E os demais 97% ?  Uma pequena porcentagem destas sequências pode fazer parte de estruturas necessárias ao funcionamento celular tais como centrômeros e telômeros, no entanto a grande maioria se consiste em DNA não codificante e sem função aparente.
A maior parte da variabilidade encontrada entre indivíduos está com certeza dentro destas regiões sem função. Esta variabilidade neutra não pode ser modificada por efeito de seleção natural justamente porque não corresponde a um fenótipo.

Genes egoístas

Algumas sequências de DNA que ocorrem no genoma de vários animais possuem uma atividade de auto-replicação independente da replicação normal do genoma. Estes são chamados de Transposons. A existência destes tipos de elementos de DNA auto-replicantes, assim como alguns estudos que sustentam a idéia de que nós somos veículos que perpetuam a propagação dos genes levou à publicação do livro “O Gene Egoísta”  por Richard Dawkins.
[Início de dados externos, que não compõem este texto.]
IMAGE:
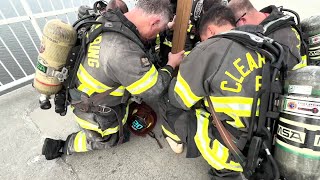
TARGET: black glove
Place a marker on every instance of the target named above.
(52, 148)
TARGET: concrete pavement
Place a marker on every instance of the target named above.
(24, 126)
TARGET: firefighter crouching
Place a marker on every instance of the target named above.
(277, 26)
(165, 38)
(230, 74)
(114, 68)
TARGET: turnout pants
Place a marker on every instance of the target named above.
(98, 130)
(181, 126)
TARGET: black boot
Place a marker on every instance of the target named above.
(52, 148)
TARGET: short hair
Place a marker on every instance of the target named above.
(207, 4)
(218, 15)
(113, 4)
(240, 7)
(159, 7)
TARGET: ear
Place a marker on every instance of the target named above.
(154, 20)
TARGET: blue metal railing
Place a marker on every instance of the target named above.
(20, 34)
Estes elementos de transposição, em especial alguns que se propagam via RNA e chamados Retroposons, podem se propagar e multiplicar no genoma indefinidamente, utilizando a formação de um RNA, que se converte em DNA por uma enzima na célula chamada Transcriptase Reversa. Este DNA se insere em outro ponto, em qualquer cromossoma. Deste modo, quando isto acontece nas células germinativas, esta inserção passa às próximas gerações. Este evento de inserção de um novo elemento se chama Retrotransposição.

Exemplos de retroposons humanos:
Alu - 300.000 a 1.000.000 de cópias no genoma humano; L1 - 100.000 cópias no genoma humano.

Algumas destas inserções aconteceram há 40 milhões de anos por exemplo, no ancestral de todos macacos do velho mundo, incluindo o homem, portanto estas espécies hoje possuem estes Retroposons nos mesmos locais. Outras inserções aconteceram há 20 milhões, no ancestral dos chimpanzés, gorilas, orangutangos e homens, e portanto nos genomas destes, no mesmo local, existe um Retroposon, inserção que não pode ser vista por exemplo nos outros macacos do velho mundo (babuínos, etc).

Alguns cientistas tentaram retratar a retrotransposição como uma evidência de Lamarckismo porque seria um carácter adquirido (se inseriu após o indivíduo nascer) mas hoje sabe-se que isto é apenas um evento mutacional que ocorre nas linhagens germinativas. Retrotransposições que ocorrem no soma, por exemplo na pele, não são herdadas.

A presença destes elementos inseridos por retrotransposição indica que evolução pode ser direcionada em algumas ocasiões. No caso dos retroposons a tendência é de que eles aumentem em número enquanto não interferem com o fenótipo e a adaptatividade do organismo onde ele reside. No entanto sabe-se que o nível de retrotransposição é regulado pelo próprio organismo, e aquelas inserções que interferem o funcionamento de genes, por exemplo, existe um L1 (um retroposon humano) inserido em alguns indivíduos dentro do gene do fator VIII da coagulação que está no cromossomo X. Os indivíduos (homens) que tém este cromossomo X, com o gene do fator VIII interrompido pelo elemento L1 são hemofílicos.
Neste caso onde o retroposon inserido gera um fenótipo diferente (hemofilia) a seleção natural pode agir.